Poczucie wspólnoty jest fundamentem trwania narodu
Mam wrażenie, że ostatnie tygodnie wyborczej walki zachwiały nieco poczuciem lojalności i wzajemnym zaufaniem Polaków. Obustronne oskarżenia wykopały rowy nie tylko między politykami, lecz także między nami, wyborcami. A przecież poczucie wspólnoty jest fundamentem trwania każdego narodu i podstawowym warunkiem zachowania niepodległości i dobrze działającej demokracji. Warto przypomnieć sobie, gdzie ma początek nasza 18-letnia demokracja i dzięki komu zachwialiśmy pojałtańskim porządkiem w Europie, odzyskując suwerenność.
Autorytet JPII
Dzień Papieski został nieco przytłumiony przedwyborczą gorączką w mediach. Dlatego z mniejszą niż zwykle uwagą przyjęto wstępne wyniki badań, które Centrum Myśli Jana Pawła II w Warszawie przeprowadziło na przełomie września i października na reprezentatywnej grupie Polaków. Myślę, że warto do nich wrócić, mimo iż znamy tylko część udostępnionych prasie odpowiedzi na pytania kwestionariusza, bo pokazują, jacy jesteśmy i na ile w tym naszym „my” obecny jest Jan Paweł II.
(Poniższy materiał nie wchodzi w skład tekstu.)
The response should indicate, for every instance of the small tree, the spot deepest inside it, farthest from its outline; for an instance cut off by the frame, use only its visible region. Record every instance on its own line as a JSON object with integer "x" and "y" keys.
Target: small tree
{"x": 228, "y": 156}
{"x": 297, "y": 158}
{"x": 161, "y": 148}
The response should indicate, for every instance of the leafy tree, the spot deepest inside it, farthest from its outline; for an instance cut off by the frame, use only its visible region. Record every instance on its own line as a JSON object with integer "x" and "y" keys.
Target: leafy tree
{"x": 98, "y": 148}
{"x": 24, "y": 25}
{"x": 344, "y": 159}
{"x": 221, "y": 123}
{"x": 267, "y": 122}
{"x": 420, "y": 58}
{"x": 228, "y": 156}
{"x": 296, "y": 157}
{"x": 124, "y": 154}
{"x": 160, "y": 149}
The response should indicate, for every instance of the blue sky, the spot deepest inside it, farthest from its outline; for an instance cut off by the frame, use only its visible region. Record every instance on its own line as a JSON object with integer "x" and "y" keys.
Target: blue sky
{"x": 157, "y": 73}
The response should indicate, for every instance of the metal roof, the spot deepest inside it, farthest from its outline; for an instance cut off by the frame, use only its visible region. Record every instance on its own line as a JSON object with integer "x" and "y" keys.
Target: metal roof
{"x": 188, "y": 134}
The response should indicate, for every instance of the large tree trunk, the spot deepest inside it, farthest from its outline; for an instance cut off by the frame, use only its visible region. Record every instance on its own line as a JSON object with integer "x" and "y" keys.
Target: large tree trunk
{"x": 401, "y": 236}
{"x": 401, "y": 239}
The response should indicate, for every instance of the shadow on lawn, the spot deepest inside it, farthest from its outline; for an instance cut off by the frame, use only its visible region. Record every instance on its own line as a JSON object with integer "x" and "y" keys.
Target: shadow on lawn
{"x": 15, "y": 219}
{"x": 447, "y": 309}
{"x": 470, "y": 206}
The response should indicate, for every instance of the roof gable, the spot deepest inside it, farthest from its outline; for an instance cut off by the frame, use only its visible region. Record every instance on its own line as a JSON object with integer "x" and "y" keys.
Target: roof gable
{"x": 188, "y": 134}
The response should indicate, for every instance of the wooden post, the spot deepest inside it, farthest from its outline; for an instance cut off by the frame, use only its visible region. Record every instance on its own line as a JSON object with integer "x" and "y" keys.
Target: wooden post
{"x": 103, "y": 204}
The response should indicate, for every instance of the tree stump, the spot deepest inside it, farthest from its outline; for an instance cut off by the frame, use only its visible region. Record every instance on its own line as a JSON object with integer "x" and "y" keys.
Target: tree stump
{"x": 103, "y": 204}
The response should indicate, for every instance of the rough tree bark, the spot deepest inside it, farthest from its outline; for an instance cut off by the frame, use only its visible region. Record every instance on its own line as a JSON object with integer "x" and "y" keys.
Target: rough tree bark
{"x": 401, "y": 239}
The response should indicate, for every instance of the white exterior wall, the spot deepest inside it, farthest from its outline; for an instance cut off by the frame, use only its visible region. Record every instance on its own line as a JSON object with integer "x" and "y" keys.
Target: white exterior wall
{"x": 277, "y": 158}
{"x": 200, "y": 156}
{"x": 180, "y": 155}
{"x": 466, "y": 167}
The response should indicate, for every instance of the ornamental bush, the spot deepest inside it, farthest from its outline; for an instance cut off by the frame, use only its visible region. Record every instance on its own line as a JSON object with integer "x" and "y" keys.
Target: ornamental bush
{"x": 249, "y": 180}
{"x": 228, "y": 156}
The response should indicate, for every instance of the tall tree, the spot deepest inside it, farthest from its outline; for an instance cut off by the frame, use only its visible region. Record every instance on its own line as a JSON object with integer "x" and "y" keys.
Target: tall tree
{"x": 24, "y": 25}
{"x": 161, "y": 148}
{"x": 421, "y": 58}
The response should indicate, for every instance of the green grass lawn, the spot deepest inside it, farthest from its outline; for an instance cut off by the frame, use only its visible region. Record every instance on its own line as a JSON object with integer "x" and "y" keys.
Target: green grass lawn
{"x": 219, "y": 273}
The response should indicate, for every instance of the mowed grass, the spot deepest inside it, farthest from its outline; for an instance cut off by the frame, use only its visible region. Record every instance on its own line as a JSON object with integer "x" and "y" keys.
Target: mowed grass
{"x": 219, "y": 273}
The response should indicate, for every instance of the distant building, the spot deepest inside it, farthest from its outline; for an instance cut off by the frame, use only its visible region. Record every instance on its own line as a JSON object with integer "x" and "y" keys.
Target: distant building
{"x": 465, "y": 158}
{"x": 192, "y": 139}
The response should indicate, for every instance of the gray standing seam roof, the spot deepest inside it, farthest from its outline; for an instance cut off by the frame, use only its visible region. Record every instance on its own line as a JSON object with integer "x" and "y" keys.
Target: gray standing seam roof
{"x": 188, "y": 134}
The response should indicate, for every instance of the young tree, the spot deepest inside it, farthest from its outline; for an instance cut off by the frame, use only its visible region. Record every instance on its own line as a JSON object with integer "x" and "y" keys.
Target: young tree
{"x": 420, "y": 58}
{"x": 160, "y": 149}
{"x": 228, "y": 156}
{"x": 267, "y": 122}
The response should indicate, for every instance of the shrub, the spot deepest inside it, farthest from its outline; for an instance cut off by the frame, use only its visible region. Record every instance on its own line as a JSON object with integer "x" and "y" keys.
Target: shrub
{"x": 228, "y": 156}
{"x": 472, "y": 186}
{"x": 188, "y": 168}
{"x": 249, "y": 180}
Nie jest zaskoczeniem, że prawie dla wszystkich Polaków (94 proc.) Jan Paweł II jest ważnym autorytetem moralnym, a zdecydowana większość (79 proc.) spośród nas zalicza siebie do ludzi, którzy kierują się jego wskazaniami. Jednak łatwiej przychodzi nam uznanie autorytetu niż przestrzeganie papieskiej nauki. Odpowiedź: „zdecydowanie” zaliczam siebie do grona tych, którzy wskazówki Ojca Świętego traktują poważnie, wybrało 28 proc. badanych, bardziej łagodną wersję, czyli „raczej” widzę siebie w tym gronie – prawie połowa badanych.
W pierwszej grupie częściej spotykamy kobiety, ludzi po czterdziestce, mieszkańców wsi i największych miast, a także osoby wierzące, regularnie praktykujące, uważające się za ludzi prawicy oraz – raczej gorzej wykształcone. O przemianie życia dokonanej pod wpływem świadectwa życia i nauczania Jana Pawła II mówi ponad 60 proc. badanych, lecz tylko (a może aż!) co piąty jest głęboko przekonany, że taka przemiana rzeczywiście stała się jego udziałem. Ale są wśród nas także nieliczni (15 proc.), często najmłodsi, którzy przyznają, że w swoim życiu nie kierują się wskazówkami Ojca Świętego i że nie dokonała się w nich pod wpływem Jana Pawła II żadna przemiana. Szczególnie odporne na wpływ Jana Pawła II są osoby niewierzące i niepraktykujące, z wyższym wykształceniem, raczej o lewicowych poglądach.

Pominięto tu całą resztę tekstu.